Problem: Find the temperature of an object at the end of another half an hour if it cools from 120°F to 95°F in the first half an hour when surrounded by air whose temperature is 70°F.

Solution:
We can use Newton's Law of Cooling to solve this problem. According to this law, the rate of cooling of an object is proportional to the temperature difference between the object and its surroundings.

Formula:
dT/dt = -k(T - Ts)

where dT/dt is the rate of change of temperature of the object, T is the temperature of the object, Ts is the temperature of the surroundings, and k is a constant of proportionality.

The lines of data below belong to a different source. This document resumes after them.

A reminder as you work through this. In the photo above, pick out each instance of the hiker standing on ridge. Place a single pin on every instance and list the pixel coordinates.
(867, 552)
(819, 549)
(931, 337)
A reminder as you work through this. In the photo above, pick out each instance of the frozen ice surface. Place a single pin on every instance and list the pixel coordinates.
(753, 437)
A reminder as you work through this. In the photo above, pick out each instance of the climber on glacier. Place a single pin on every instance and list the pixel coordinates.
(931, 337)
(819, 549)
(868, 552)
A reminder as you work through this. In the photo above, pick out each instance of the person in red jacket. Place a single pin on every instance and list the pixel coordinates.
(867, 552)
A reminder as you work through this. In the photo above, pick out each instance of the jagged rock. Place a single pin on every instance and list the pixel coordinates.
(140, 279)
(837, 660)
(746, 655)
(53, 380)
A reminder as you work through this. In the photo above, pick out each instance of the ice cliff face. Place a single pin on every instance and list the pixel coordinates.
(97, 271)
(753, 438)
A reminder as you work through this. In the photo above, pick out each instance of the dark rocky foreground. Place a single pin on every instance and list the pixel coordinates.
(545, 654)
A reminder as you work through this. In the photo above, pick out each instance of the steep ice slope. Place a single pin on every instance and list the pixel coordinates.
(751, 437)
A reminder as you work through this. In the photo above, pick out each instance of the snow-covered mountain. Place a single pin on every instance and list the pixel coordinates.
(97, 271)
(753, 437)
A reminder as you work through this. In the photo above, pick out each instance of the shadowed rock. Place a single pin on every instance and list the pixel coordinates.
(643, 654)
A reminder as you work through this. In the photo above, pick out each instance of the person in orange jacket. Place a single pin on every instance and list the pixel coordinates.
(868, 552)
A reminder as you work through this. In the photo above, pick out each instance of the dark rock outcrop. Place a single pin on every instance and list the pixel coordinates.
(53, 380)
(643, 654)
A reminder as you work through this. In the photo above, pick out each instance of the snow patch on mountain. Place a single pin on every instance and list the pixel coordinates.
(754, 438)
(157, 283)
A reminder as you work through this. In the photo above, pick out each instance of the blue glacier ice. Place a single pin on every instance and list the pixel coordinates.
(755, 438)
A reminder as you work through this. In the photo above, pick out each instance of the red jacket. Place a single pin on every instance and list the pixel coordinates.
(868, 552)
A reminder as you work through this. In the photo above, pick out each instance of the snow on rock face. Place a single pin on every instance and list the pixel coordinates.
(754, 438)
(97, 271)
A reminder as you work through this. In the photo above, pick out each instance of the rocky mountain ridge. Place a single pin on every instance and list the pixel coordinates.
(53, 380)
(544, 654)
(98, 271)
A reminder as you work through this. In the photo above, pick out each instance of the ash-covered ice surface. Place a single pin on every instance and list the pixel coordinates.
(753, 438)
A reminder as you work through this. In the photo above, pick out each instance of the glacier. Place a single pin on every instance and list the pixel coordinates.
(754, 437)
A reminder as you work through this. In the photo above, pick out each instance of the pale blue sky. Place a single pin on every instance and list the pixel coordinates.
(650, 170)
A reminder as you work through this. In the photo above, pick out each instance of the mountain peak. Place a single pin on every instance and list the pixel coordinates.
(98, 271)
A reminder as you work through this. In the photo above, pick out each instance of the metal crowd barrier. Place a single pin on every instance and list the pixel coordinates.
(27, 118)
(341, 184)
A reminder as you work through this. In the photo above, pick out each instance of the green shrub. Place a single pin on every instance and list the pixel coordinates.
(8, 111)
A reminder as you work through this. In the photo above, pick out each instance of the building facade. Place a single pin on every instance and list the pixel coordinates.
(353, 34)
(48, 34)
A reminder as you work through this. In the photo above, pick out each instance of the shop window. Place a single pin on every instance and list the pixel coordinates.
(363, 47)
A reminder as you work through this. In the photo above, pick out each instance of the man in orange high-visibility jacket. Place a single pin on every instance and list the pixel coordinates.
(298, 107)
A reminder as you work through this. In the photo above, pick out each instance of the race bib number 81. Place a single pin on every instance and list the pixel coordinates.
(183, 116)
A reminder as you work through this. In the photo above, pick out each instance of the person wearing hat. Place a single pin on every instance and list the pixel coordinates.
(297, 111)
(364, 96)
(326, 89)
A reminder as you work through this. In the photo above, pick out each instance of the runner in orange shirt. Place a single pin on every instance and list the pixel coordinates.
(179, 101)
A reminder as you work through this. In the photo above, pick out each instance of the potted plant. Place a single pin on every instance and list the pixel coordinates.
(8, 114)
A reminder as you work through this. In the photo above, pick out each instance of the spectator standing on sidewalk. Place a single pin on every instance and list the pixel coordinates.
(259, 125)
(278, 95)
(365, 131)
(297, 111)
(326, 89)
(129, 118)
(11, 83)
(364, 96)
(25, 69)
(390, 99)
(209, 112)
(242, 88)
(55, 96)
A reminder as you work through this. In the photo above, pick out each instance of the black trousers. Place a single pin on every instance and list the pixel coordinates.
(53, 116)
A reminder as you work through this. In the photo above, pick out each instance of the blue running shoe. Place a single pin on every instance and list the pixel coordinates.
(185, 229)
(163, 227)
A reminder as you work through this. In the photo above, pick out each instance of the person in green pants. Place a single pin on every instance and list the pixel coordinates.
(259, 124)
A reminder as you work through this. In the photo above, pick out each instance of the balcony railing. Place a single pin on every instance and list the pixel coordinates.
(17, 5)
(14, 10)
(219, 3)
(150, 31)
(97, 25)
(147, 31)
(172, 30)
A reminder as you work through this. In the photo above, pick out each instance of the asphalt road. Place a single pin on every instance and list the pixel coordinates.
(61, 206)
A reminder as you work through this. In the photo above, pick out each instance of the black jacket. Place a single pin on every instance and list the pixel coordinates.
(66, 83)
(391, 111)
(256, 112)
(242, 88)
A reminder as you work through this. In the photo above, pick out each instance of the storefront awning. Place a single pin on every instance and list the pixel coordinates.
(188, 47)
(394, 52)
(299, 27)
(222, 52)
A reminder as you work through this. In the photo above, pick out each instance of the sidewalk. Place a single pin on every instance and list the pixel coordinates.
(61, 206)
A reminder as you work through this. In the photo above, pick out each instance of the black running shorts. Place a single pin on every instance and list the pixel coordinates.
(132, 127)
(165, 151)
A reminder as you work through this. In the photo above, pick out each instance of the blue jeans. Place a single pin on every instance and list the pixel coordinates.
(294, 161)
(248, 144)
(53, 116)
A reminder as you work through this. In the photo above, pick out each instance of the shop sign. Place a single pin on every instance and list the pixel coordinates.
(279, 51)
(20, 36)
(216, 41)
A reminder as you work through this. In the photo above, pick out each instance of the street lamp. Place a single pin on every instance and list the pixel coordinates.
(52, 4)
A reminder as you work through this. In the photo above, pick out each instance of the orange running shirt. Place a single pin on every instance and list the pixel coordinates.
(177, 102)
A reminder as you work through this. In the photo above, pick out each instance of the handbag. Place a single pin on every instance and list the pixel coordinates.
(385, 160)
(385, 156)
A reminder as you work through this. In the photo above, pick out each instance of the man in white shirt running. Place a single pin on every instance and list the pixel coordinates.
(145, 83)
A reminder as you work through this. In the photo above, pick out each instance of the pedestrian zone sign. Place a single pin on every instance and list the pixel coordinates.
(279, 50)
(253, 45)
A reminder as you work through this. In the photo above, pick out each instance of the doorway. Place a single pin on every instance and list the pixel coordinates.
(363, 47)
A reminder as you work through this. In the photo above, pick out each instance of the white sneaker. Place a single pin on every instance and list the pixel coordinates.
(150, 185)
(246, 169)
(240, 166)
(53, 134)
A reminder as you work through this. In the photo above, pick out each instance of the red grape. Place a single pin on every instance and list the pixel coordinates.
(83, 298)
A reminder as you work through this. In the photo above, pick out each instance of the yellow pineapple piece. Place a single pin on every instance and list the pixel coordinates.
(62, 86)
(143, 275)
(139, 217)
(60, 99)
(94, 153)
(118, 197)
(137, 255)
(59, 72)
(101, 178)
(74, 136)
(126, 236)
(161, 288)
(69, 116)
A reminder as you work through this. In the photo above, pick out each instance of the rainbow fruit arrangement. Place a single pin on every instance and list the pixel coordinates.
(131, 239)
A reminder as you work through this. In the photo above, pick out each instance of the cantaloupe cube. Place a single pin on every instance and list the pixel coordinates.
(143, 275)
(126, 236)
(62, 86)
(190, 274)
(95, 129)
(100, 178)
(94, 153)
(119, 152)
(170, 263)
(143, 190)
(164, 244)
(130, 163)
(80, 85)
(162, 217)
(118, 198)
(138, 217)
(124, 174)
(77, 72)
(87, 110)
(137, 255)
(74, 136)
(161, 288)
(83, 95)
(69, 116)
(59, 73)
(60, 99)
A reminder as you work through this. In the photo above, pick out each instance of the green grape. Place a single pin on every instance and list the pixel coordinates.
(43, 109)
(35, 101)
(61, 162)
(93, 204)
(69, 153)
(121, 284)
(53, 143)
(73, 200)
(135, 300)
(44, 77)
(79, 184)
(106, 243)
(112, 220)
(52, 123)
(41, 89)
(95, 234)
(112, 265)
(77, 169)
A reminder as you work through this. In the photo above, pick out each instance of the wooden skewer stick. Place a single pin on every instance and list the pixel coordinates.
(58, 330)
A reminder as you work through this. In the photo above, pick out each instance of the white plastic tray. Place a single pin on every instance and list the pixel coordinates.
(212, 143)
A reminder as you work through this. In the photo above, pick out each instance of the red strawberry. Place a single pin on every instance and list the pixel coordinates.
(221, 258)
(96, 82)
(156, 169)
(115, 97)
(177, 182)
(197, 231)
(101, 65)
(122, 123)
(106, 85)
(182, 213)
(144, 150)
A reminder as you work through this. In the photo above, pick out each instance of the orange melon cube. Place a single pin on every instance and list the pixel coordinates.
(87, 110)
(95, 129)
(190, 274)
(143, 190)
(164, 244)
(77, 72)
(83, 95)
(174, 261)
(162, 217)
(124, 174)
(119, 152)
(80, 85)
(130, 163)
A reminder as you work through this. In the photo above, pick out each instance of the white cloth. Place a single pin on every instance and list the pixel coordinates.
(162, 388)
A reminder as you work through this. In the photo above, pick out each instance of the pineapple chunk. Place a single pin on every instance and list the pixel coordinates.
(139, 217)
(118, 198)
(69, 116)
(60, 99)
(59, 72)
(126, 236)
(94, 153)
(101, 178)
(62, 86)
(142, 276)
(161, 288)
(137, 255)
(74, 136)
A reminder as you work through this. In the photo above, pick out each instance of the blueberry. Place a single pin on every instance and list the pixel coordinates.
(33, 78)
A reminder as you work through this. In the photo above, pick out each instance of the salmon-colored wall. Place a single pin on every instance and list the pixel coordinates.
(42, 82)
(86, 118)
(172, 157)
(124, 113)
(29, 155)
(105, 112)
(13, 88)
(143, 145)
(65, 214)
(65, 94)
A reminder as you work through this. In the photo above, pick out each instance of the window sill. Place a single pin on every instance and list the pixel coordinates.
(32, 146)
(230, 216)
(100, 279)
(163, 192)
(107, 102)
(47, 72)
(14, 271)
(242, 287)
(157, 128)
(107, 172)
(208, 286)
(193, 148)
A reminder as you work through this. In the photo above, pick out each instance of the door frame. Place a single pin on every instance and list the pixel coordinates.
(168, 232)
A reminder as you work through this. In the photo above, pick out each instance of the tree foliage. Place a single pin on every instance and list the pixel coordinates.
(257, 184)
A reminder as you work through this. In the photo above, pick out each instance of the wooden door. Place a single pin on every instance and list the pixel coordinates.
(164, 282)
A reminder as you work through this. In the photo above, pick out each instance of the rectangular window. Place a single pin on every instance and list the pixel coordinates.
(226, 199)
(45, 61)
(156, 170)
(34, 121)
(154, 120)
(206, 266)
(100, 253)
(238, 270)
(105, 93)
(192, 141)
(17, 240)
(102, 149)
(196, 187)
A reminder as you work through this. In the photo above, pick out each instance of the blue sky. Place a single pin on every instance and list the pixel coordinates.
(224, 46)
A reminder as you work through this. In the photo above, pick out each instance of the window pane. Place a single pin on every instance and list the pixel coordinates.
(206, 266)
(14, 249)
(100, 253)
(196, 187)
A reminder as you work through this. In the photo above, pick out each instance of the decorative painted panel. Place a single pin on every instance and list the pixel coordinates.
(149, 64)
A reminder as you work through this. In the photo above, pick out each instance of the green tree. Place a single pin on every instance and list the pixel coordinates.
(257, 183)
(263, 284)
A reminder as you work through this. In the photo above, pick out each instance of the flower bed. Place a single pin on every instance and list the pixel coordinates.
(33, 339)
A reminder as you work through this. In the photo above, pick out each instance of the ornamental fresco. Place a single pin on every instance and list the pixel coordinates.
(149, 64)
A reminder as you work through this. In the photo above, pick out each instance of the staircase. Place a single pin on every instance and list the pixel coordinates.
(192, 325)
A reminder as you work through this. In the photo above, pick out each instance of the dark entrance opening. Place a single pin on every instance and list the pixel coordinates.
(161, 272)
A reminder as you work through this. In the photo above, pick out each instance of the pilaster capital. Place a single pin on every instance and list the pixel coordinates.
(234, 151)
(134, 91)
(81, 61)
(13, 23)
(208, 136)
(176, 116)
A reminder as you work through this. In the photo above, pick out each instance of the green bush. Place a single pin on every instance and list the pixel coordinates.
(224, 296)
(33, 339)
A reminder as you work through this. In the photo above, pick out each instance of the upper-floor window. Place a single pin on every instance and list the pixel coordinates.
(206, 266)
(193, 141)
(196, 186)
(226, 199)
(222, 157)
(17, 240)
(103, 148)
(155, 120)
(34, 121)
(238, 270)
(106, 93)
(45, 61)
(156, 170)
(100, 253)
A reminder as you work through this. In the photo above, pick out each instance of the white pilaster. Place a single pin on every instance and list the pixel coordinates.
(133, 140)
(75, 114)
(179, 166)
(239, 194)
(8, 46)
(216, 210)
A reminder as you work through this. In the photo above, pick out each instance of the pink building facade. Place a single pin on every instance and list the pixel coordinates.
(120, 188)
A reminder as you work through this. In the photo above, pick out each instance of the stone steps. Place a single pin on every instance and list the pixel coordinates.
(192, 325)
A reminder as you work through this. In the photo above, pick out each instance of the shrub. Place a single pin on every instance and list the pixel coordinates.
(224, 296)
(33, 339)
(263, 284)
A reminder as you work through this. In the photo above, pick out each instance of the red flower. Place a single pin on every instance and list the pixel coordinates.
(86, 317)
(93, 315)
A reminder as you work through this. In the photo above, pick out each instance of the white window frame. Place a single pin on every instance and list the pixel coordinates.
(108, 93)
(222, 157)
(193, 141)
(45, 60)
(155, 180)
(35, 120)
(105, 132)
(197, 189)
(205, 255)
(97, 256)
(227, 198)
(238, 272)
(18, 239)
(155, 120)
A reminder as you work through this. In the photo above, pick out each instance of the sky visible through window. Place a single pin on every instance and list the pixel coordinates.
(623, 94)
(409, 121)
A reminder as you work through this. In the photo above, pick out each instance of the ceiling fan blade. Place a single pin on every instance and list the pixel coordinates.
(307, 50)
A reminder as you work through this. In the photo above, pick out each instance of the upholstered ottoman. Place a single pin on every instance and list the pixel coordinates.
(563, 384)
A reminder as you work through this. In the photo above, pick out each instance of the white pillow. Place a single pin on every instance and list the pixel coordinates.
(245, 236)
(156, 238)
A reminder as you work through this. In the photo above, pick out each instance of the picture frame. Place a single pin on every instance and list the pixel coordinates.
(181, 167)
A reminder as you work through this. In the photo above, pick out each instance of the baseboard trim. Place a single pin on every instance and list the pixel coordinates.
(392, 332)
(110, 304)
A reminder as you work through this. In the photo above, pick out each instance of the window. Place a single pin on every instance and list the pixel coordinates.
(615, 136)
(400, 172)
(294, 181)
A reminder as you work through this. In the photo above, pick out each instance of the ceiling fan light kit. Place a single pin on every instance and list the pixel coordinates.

Step 1: Find the value of k.
Given, the object cools from 120°F to 95°F in half an hour.
dT/dt = (95 - 120) / (0.5) = -50°F/hour
Ts = 70°F
Using the formula, we have:
-50 = -k(120 - 70)
k = 1/10

Step 2: Find the temperature of the object after another half an hour.
Let's assume that the initial temperature of the object at t = 0 is T0.
After the first half an hour, the temperature of the object is T1 = 95°F.
Using the formula, we have:
dT/dt = -k(T - Ts)
dT/dt = -1/10 (T - 70)
Separating variables and integrating, we get:
ln(T - 70) = -1/10 t + C
where C is the constant of integration.
At t = 0, T = T0, so we have:
ln(T0 - 70) = C
Substituting T1 = 95°F and t = 0.5 hour, we get:
ln(95 - 70) = -1/10 (0.5) + ln(T0 - 70)
ln(3) = -1/20 + ln(T0 - 70)
ln(T0 - 70) = ln(3) + 1/20
T0 - 70 = e^(ln(3) + 1/20)
T0 = e^(ln(3) + 1/20) + 70
T0 = 97.9°F (approx)

After another half an hour, the temperature of the object would be:
ln(T - 70) = -1/10 (1) + ln(97.9 - 70)
ln(T - 70) = -1/10 + ln(27.9)
ln(T - 70) = 1.958
T - 70 = e^(1.958)
T = 122.1°F (approx)

Answer: The temperature of the object at the end of another half an hour would be 122.1°F.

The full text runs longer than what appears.